Soil
minerals and organic matter play critical roles in nutrient
cycling and other life-essential biogeochemical processes, yet the
structural and dynamical details of natural organic matter (NOM) film
formation on smectites are not fully understood on the molecular scale.
XRD of Suwannee River NOM–hectorite (a smectite clay) complexes
shows that the humic and fulvic components of NOM bind predominantly
at the external surfaces of packets of smectite platelets rather than
in the interlayer slit pores, suggesting that the key behavior governing
smectite–NOM interactions takes place in mesopores between
smectite particles. New molecular dynamics modeling of a ∼110
Å H2O-saturated smectite mesopore at near-neutral
pH shows that model NOM molecules initially form small clusters of
2–3 NOM molecules near the center of the pore fluid. Formation
of these clusters is driven by the hydrophobic mechanism, where aromatic/aliphatic
regions associate with one another to minimize their interactions
with H2O, and charge-balancing cations associated with
the deprotonated carboxylate sites are located only at the outer surface
of these clusters. Despite hydrophobicity driving the initial clustering,
NOM clusters are formed more quickly when high-charge-density cations
like Ca2+ are present vs low-charge-density cations like
Cs+, as the former cations more effectively minimize the
electrostatic repulsions between the negatively charged NOM molecules.

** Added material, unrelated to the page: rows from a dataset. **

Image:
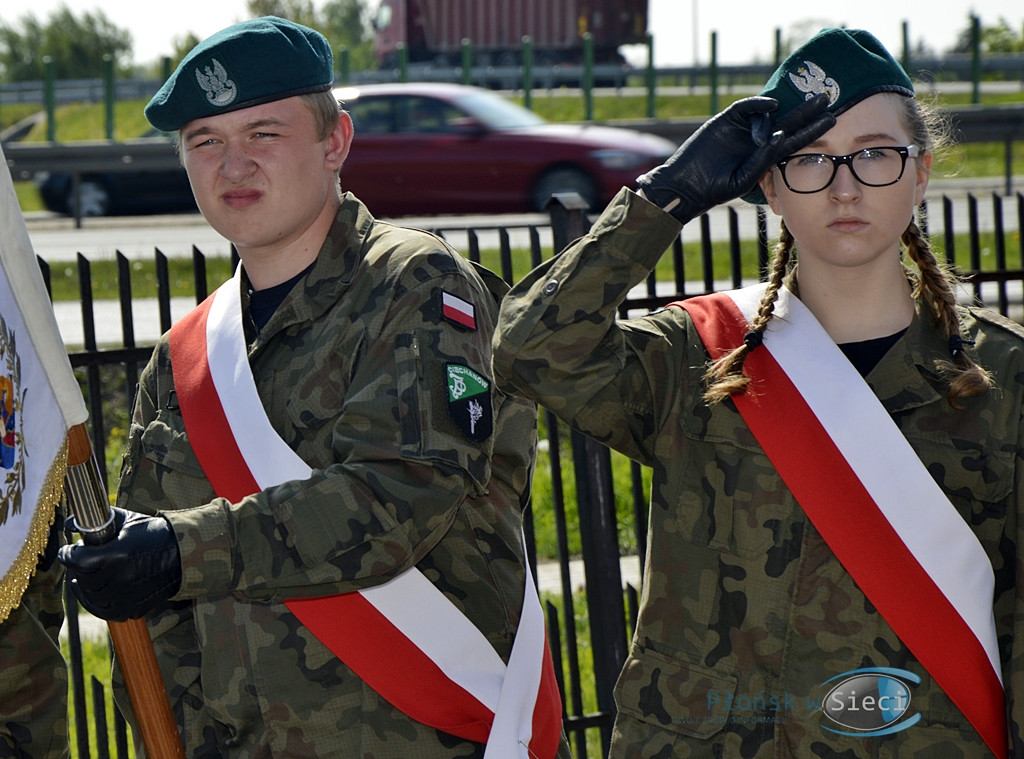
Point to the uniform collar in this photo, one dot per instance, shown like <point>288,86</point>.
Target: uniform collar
<point>327,279</point>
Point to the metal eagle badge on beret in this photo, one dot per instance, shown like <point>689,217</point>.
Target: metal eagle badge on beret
<point>469,402</point>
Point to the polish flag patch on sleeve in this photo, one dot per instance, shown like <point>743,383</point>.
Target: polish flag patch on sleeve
<point>458,310</point>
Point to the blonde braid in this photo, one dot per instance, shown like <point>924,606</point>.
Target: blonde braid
<point>725,376</point>
<point>936,285</point>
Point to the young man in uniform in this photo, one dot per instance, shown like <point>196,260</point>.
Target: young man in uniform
<point>320,512</point>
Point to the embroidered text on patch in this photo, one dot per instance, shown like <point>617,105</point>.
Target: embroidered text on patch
<point>812,80</point>
<point>219,89</point>
<point>469,402</point>
<point>458,310</point>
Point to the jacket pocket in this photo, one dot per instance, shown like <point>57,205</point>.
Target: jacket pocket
<point>671,694</point>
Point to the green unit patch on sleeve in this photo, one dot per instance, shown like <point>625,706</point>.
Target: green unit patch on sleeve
<point>469,402</point>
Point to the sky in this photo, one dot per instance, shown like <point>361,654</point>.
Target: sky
<point>682,29</point>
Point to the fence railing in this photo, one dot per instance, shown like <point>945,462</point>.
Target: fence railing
<point>597,531</point>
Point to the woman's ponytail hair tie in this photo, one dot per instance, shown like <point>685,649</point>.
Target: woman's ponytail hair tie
<point>753,339</point>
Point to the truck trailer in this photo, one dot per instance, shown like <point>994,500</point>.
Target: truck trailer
<point>432,31</point>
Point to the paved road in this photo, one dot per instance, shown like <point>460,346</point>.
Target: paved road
<point>57,240</point>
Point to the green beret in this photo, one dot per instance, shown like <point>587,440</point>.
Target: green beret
<point>251,62</point>
<point>848,65</point>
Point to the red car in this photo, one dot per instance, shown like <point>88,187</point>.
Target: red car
<point>431,149</point>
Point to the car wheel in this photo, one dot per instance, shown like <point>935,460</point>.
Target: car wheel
<point>564,179</point>
<point>92,199</point>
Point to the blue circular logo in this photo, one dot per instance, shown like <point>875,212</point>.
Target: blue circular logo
<point>867,702</point>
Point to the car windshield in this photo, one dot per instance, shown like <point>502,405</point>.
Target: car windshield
<point>497,113</point>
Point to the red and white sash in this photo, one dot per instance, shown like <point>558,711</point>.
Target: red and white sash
<point>865,490</point>
<point>404,638</point>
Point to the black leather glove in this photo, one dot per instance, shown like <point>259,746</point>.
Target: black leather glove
<point>135,572</point>
<point>730,153</point>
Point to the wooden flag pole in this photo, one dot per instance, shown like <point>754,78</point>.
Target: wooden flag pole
<point>131,639</point>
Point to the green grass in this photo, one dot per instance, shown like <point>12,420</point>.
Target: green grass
<point>95,667</point>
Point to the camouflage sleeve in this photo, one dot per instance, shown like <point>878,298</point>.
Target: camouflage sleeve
<point>559,341</point>
<point>379,500</point>
<point>33,672</point>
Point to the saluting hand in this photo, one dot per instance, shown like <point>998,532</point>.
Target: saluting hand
<point>730,152</point>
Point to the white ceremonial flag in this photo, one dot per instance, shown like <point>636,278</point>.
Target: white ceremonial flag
<point>40,401</point>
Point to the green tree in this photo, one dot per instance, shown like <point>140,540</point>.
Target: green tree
<point>77,46</point>
<point>1000,38</point>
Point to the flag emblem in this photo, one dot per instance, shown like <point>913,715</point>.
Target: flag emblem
<point>458,310</point>
<point>11,440</point>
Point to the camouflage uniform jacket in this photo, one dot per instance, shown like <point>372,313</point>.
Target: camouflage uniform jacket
<point>745,613</point>
<point>351,372</point>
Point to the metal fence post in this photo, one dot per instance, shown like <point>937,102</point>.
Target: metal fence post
<point>598,522</point>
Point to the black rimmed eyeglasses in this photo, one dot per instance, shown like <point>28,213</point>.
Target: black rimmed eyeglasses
<point>876,167</point>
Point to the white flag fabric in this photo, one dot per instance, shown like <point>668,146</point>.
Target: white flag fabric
<point>40,401</point>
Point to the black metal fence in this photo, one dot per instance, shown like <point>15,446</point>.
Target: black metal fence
<point>595,528</point>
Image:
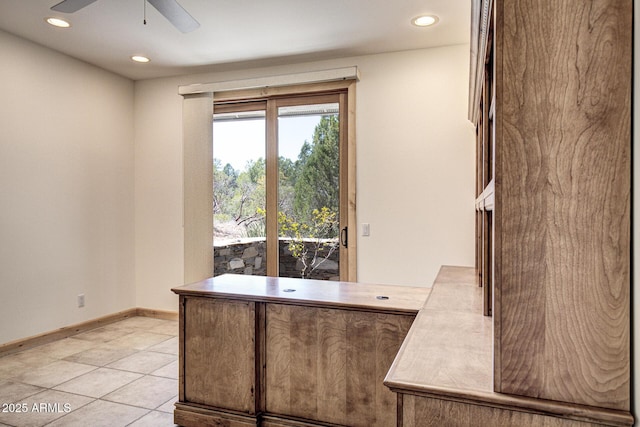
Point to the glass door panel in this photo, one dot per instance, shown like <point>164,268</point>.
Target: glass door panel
<point>239,194</point>
<point>309,191</point>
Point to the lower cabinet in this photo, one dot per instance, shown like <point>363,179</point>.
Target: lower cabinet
<point>420,411</point>
<point>254,363</point>
<point>329,364</point>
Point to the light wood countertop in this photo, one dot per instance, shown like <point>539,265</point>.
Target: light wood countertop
<point>447,354</point>
<point>399,299</point>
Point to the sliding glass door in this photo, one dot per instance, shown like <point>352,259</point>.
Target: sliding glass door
<point>280,187</point>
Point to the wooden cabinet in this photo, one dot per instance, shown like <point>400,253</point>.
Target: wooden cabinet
<point>287,352</point>
<point>329,365</point>
<point>219,354</point>
<point>562,200</point>
<point>557,78</point>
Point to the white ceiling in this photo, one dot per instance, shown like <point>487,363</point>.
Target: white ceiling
<point>235,33</point>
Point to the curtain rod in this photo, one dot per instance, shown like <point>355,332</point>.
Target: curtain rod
<point>336,74</point>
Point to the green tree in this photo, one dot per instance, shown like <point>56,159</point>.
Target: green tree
<point>318,171</point>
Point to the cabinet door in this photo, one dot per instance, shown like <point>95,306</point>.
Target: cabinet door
<point>329,364</point>
<point>563,149</point>
<point>219,353</point>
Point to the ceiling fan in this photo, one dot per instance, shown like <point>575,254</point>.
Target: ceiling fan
<point>170,9</point>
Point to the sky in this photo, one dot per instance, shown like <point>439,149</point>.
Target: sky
<point>237,142</point>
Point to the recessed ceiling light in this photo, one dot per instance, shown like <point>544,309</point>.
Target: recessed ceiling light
<point>424,20</point>
<point>139,58</point>
<point>57,22</point>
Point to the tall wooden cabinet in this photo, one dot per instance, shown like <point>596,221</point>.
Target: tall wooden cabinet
<point>551,96</point>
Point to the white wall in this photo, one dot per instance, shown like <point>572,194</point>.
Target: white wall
<point>66,190</point>
<point>415,162</point>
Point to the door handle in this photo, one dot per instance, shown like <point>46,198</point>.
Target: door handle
<point>344,237</point>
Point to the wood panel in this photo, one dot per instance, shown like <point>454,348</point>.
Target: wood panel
<point>219,353</point>
<point>425,412</point>
<point>192,416</point>
<point>329,364</point>
<point>563,200</point>
<point>355,296</point>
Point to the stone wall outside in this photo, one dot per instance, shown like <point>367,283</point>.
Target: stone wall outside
<point>248,256</point>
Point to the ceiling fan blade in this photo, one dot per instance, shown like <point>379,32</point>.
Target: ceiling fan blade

Once the small hydrophobicity-driven NOM clusters form, the simulations
show that Ca2+ promotes the aggregation of NOM clusters
through tetradentate Ca2+ bridges involving carboxylate
groups on two different NOM clusters. Importantly, our studies indicate
that Ca2+ plays a crucial role in binding the NOM clusters
to the smectite surface, which occurs through multiple quaternary
complexes (Ob)–H2O–Ca2+–COO‑
NOM. In contrast, Cs+ never forms any coordination or acts like bridges between
NOM molecules nor as ion bridges to the smectite surface. Additionally,
we observe the formation of a metastable superaggregate involving
all 16 NOM molecules several times in a Ca2+-bearing mesopore
fluid. Superaggregates are never observed in the simulations involving
Cs+. The modeling results are fully consistent with helium
ion microscope images of NOM–hectorite complexes suggesting
that NOM surface films develop when preformed NOM clusters interact
with smectite surfaces. Overall, the binding of NOM clusters to the
outer surfaces of smectite particles and the formation of large NOM
aggregates at neutral pH occur through cation bridging, and cation
bridging only occurs when high-charge-density cations like Ca2+ are present.